Normally I use this blog to tell stories of a very technical nature. However, a recent experience has led me in a very different direction. I want to talk informally about what it takes to prepare for a data quality project.
[tweetmeme source=”dqchronicle” only_single=false http://wp.me/prD2R-ep]
First and foremost, there needs to be a catalyst for starting a data quality project. Typically this usually takes the form of anecdotal tales of woe from data consumers trying to use enterprise data. From these anecdotes can be extracted a series of problem areas that need to be addressed. For instance, if marketing director complains that direct marketing campaign costs are rising due to mailing multiple mailers to one address, then there is the identification of the need to perform household analysis and consolidation. In a large enterprise, interviews need to be conducted to gather these stories and reduce them to a set of data quality operations.
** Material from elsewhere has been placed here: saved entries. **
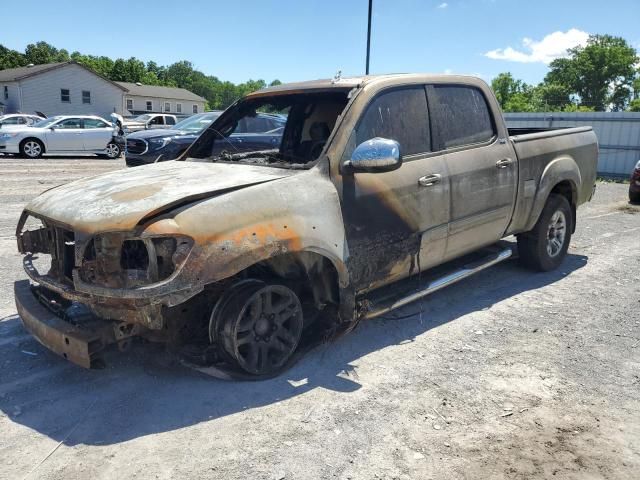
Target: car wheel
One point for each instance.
(113, 150)
(259, 326)
(31, 148)
(545, 246)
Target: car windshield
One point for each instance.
(46, 122)
(283, 130)
(196, 123)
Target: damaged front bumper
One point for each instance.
(80, 340)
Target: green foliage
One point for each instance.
(599, 76)
(219, 94)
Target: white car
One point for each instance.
(149, 121)
(12, 120)
(62, 135)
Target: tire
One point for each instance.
(31, 148)
(113, 150)
(545, 246)
(259, 326)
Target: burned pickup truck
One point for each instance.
(382, 190)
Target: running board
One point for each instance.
(385, 303)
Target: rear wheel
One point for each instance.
(545, 246)
(259, 326)
(31, 148)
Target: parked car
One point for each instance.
(149, 146)
(152, 146)
(18, 120)
(149, 120)
(64, 134)
(383, 190)
(634, 185)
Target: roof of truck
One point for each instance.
(342, 83)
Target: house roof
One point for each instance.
(15, 74)
(156, 91)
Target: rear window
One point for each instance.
(460, 116)
(399, 115)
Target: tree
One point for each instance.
(505, 87)
(600, 74)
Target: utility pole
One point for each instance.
(369, 36)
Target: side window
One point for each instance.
(460, 116)
(69, 123)
(399, 115)
(94, 123)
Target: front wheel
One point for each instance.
(31, 148)
(545, 246)
(260, 326)
(113, 150)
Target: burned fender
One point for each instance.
(559, 170)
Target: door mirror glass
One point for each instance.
(376, 155)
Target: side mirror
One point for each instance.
(376, 155)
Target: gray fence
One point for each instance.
(618, 135)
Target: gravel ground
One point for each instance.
(508, 374)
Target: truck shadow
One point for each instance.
(146, 391)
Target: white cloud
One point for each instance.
(552, 46)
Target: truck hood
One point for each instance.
(118, 201)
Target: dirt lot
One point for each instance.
(506, 375)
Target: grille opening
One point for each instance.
(134, 255)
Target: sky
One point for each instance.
(306, 39)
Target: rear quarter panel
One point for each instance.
(546, 159)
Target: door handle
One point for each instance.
(429, 180)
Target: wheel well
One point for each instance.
(567, 190)
(33, 138)
(313, 275)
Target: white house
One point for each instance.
(68, 88)
(150, 98)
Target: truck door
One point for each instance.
(481, 164)
(387, 214)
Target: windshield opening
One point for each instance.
(196, 123)
(142, 118)
(281, 130)
(46, 122)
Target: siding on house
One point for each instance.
(12, 104)
(42, 93)
(140, 105)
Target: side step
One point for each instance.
(385, 299)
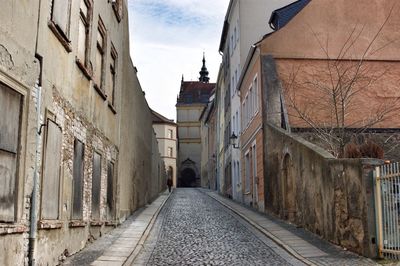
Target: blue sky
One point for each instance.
(167, 39)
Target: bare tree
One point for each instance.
(325, 96)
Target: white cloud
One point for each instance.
(168, 38)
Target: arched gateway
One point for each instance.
(189, 174)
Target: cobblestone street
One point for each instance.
(194, 229)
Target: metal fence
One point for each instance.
(387, 203)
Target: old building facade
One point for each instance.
(166, 132)
(193, 97)
(69, 155)
(245, 23)
(209, 145)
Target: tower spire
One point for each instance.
(204, 72)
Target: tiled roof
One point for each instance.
(195, 92)
(280, 17)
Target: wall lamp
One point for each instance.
(233, 140)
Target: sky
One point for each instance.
(167, 40)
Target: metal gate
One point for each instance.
(387, 208)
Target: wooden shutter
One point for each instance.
(10, 113)
(77, 180)
(110, 189)
(51, 172)
(96, 186)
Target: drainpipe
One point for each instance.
(33, 209)
(33, 217)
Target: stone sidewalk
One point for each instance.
(300, 243)
(122, 244)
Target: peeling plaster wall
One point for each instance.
(125, 137)
(19, 70)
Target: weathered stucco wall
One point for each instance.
(307, 186)
(121, 134)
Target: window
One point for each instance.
(170, 134)
(113, 81)
(51, 172)
(255, 86)
(247, 172)
(60, 21)
(244, 115)
(235, 37)
(254, 162)
(237, 122)
(170, 152)
(110, 190)
(100, 44)
(77, 182)
(251, 105)
(10, 113)
(83, 61)
(96, 186)
(233, 86)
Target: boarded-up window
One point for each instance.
(77, 182)
(110, 190)
(96, 185)
(10, 113)
(61, 15)
(51, 172)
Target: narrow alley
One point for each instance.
(193, 229)
(194, 226)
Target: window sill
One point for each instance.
(111, 223)
(77, 223)
(118, 16)
(6, 229)
(96, 223)
(86, 72)
(60, 36)
(50, 224)
(100, 91)
(112, 108)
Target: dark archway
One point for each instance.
(188, 178)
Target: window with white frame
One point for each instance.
(100, 55)
(235, 37)
(170, 133)
(60, 17)
(51, 172)
(170, 152)
(247, 172)
(83, 60)
(10, 114)
(77, 181)
(255, 86)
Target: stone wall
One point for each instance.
(308, 187)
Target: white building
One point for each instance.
(165, 130)
(246, 22)
(193, 97)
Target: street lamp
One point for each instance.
(233, 140)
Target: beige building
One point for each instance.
(165, 130)
(73, 165)
(245, 23)
(193, 96)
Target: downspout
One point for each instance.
(33, 208)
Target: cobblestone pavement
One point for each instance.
(194, 229)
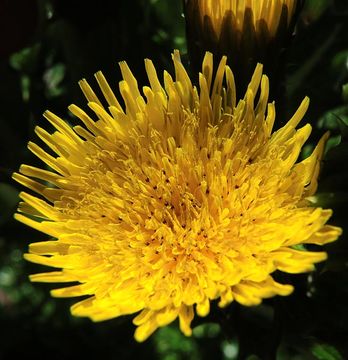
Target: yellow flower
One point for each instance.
(264, 17)
(181, 197)
(247, 31)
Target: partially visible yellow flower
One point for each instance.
(181, 197)
(247, 31)
(264, 17)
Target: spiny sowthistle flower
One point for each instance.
(183, 197)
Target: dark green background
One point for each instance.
(45, 48)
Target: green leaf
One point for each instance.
(326, 352)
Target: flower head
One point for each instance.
(263, 17)
(181, 197)
(256, 30)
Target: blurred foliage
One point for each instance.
(46, 47)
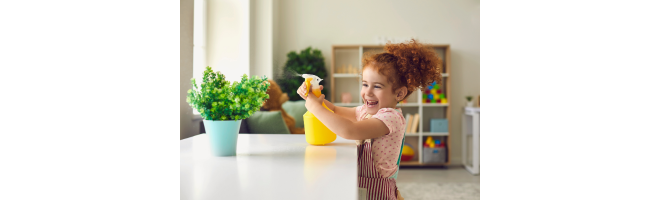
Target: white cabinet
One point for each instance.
(471, 139)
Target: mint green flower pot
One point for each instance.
(223, 136)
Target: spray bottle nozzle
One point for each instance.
(315, 79)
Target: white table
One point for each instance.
(471, 138)
(269, 166)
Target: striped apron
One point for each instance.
(370, 180)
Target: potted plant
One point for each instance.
(469, 98)
(223, 106)
(309, 61)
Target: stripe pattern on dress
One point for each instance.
(368, 177)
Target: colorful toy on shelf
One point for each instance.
(347, 70)
(431, 143)
(433, 94)
(407, 153)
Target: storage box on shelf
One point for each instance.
(344, 81)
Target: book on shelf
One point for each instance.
(415, 124)
(408, 122)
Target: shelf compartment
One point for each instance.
(435, 104)
(407, 105)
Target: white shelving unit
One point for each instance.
(351, 83)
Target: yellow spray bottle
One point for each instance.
(316, 133)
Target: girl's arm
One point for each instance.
(348, 113)
(345, 128)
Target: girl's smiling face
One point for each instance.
(376, 92)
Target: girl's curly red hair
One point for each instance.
(409, 64)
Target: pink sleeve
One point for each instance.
(358, 111)
(392, 119)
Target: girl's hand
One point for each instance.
(313, 101)
(303, 90)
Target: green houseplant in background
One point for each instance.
(309, 61)
(223, 105)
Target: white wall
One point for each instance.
(321, 24)
(186, 61)
(228, 37)
(261, 38)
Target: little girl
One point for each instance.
(379, 127)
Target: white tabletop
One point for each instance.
(269, 166)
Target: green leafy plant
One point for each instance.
(307, 62)
(218, 100)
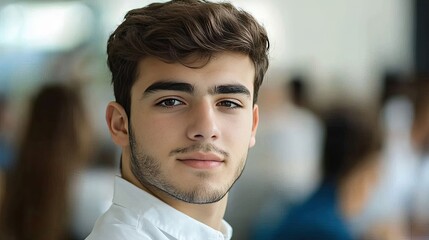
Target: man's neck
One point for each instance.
(210, 214)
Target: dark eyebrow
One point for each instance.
(231, 88)
(171, 86)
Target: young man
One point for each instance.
(186, 76)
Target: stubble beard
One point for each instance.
(147, 170)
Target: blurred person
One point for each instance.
(349, 171)
(291, 145)
(93, 189)
(419, 203)
(6, 146)
(186, 76)
(54, 145)
(386, 213)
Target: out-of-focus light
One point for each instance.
(45, 26)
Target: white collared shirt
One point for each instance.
(136, 214)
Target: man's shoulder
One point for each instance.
(115, 224)
(119, 223)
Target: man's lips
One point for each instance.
(201, 160)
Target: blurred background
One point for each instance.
(371, 55)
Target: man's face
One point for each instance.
(190, 129)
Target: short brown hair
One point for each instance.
(177, 30)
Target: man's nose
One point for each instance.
(203, 122)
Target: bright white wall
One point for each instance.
(344, 45)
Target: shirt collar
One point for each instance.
(162, 215)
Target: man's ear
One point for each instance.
(117, 122)
(254, 126)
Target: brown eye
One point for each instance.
(171, 102)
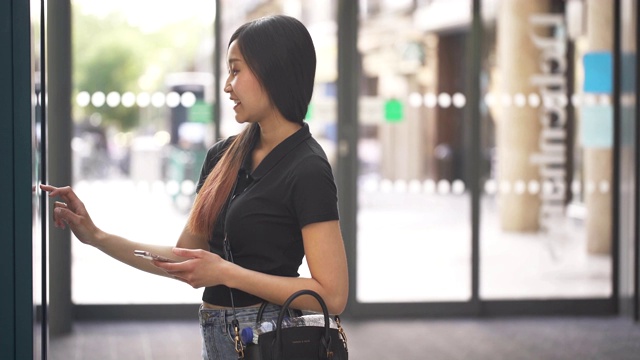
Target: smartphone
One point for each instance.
(151, 256)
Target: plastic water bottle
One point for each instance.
(316, 320)
(250, 334)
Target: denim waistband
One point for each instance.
(225, 316)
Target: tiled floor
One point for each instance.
(605, 338)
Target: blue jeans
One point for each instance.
(218, 333)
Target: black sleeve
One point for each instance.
(314, 192)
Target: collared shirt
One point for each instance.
(293, 186)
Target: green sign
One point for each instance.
(393, 111)
(309, 113)
(201, 112)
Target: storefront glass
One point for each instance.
(546, 228)
(414, 225)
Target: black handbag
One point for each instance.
(300, 342)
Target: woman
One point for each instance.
(269, 191)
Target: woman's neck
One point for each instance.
(275, 131)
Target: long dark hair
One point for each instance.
(279, 51)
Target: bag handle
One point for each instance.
(326, 339)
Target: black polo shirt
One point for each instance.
(292, 187)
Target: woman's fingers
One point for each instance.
(66, 193)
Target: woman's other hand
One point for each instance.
(71, 211)
(203, 268)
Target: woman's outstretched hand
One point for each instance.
(71, 211)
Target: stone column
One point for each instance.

This is in contrast to kicking off a data quality project without capturing these requirements. Data quality is many things to many organizations and requires focus to be most effective. Failure to log the details on the various anecdotes is a failure in being prepared to start a data quality project.
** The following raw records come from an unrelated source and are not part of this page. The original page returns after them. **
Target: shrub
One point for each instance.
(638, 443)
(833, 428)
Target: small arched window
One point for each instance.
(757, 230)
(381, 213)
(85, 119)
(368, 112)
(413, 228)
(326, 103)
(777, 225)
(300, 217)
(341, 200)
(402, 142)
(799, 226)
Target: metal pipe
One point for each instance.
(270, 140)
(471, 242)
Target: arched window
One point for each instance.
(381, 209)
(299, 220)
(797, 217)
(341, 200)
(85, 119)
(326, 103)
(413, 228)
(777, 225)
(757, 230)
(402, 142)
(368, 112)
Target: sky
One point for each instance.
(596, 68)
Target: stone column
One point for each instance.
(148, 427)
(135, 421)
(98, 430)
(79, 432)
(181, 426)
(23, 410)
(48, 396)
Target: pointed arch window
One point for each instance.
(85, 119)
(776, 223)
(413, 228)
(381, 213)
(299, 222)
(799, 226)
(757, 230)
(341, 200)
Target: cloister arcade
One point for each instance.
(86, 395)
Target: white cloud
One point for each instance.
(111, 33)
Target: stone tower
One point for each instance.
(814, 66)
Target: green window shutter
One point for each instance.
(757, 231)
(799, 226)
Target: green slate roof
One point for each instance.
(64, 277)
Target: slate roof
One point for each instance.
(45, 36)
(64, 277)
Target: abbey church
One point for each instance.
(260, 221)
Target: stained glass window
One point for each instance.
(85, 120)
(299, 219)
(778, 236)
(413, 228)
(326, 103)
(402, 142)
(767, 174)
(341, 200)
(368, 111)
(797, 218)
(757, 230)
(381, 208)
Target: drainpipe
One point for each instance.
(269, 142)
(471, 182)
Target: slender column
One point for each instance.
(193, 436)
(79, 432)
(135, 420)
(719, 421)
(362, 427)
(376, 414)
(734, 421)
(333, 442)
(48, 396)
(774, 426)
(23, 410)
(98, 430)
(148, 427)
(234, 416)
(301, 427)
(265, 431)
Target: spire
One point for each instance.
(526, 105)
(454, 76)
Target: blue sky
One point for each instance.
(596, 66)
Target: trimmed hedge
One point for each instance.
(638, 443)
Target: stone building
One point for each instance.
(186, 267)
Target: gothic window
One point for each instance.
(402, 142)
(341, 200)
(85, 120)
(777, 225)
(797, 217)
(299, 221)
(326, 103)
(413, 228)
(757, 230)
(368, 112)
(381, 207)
Another essential aspect of preparing for a data quality project is defining what data is in scope. This requirement is highly coupled with the reasons for undetaking the effort. In other words, if the marketing department is the business unit questioning the usability of the data then it is logical to focus on the data that deals with customer and customer contact details.
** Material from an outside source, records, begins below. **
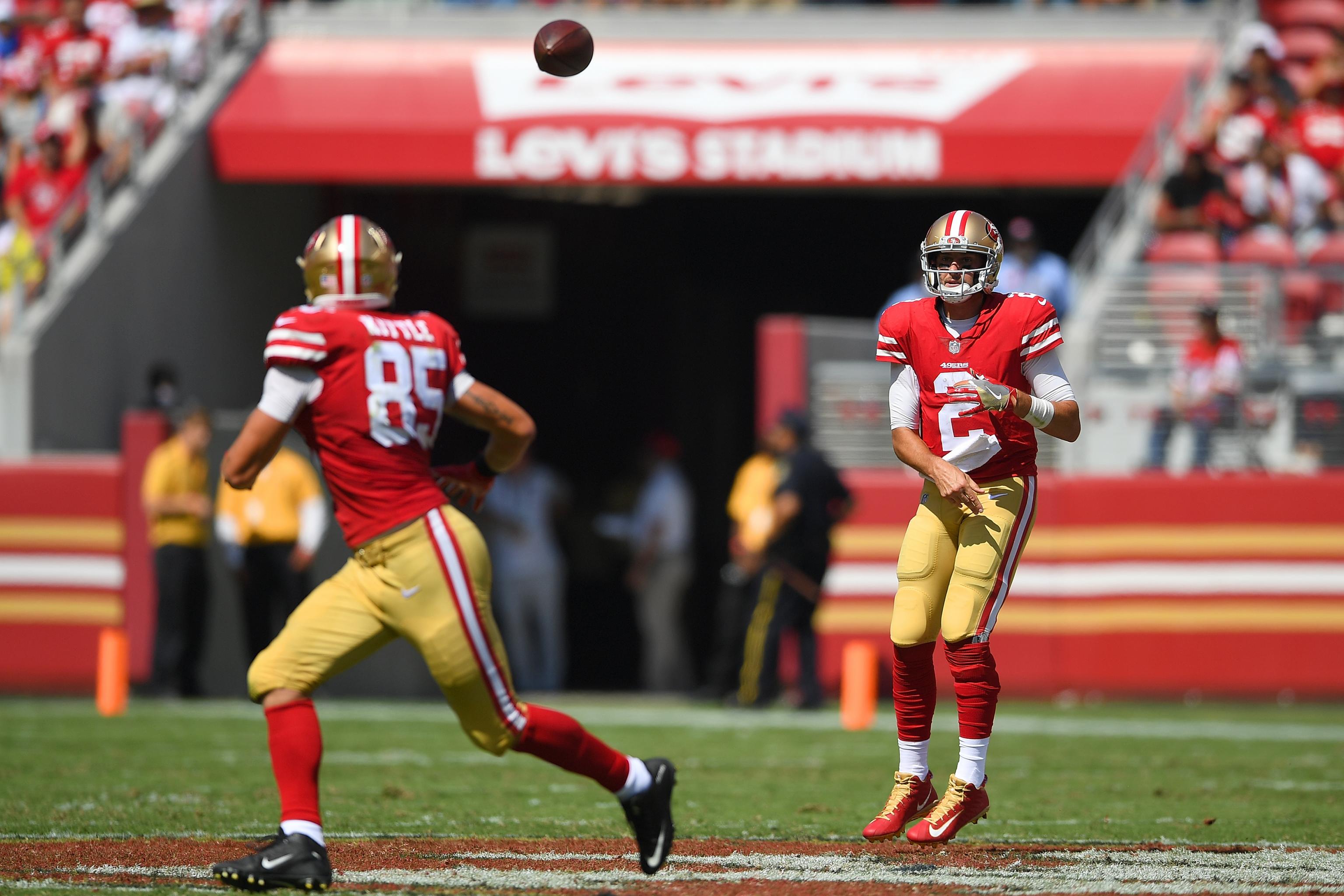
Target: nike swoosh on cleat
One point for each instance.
(943, 830)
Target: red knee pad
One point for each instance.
(976, 682)
(913, 690)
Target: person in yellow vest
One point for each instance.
(174, 494)
(752, 516)
(271, 535)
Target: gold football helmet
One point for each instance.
(963, 231)
(350, 262)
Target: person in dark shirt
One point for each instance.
(811, 499)
(1193, 198)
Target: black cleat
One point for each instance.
(651, 816)
(288, 860)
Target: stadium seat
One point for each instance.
(1306, 45)
(1322, 14)
(1264, 248)
(1331, 252)
(1304, 303)
(1193, 246)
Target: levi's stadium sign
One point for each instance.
(349, 111)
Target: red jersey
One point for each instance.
(43, 192)
(1320, 133)
(382, 398)
(74, 56)
(1011, 329)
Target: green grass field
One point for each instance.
(1112, 773)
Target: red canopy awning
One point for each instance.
(453, 112)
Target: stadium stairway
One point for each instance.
(108, 218)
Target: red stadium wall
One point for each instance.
(74, 559)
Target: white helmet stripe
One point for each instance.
(347, 250)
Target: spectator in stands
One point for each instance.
(1327, 70)
(1263, 52)
(43, 187)
(1205, 392)
(8, 30)
(660, 532)
(271, 535)
(178, 510)
(1289, 191)
(1029, 269)
(1194, 198)
(1319, 128)
(150, 60)
(519, 522)
(24, 107)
This is in contrast to defining a source system as the in-scope parameter of the data quality project. I’ve rarely come across an enterprise source system that consisted of less than a thousand tables with countless data elements. Failure to detail the data elements in question is a failure in being prepared to start a data quality project.
A final essential requirement to any data quality project is a data quality environment which consists of an application server with the required software and data connections. I can’t say how many times this requirement is overlooked. Due to typcial enterprise requisition processes, this step needs to be initiated prior to engaging a team to conduct data quality effort. I’ve spent weeks waiting for hardware to do the analysis on and even longer waiting for the data. In some cases, this hardware can reside outside of the organizational structure. If this is the case, it is most advisable to obtain the required permission to have the data exist outside the corporate firewall.
In short, before you decide to start a data quality project know why, what, and where you are going to do the analysis. I know this may sound obvious but, believe me, it is not. I’ve spent so much time tracking these three pieces of criteria that I have started development on a data quality project checklist that will be included in various project initiation documents such as proposals and statement of work.
Let this post be a warning signal to corporate sponsors and data quality practioners alike when you decide to start a data quality project, get ready ’cause here I come!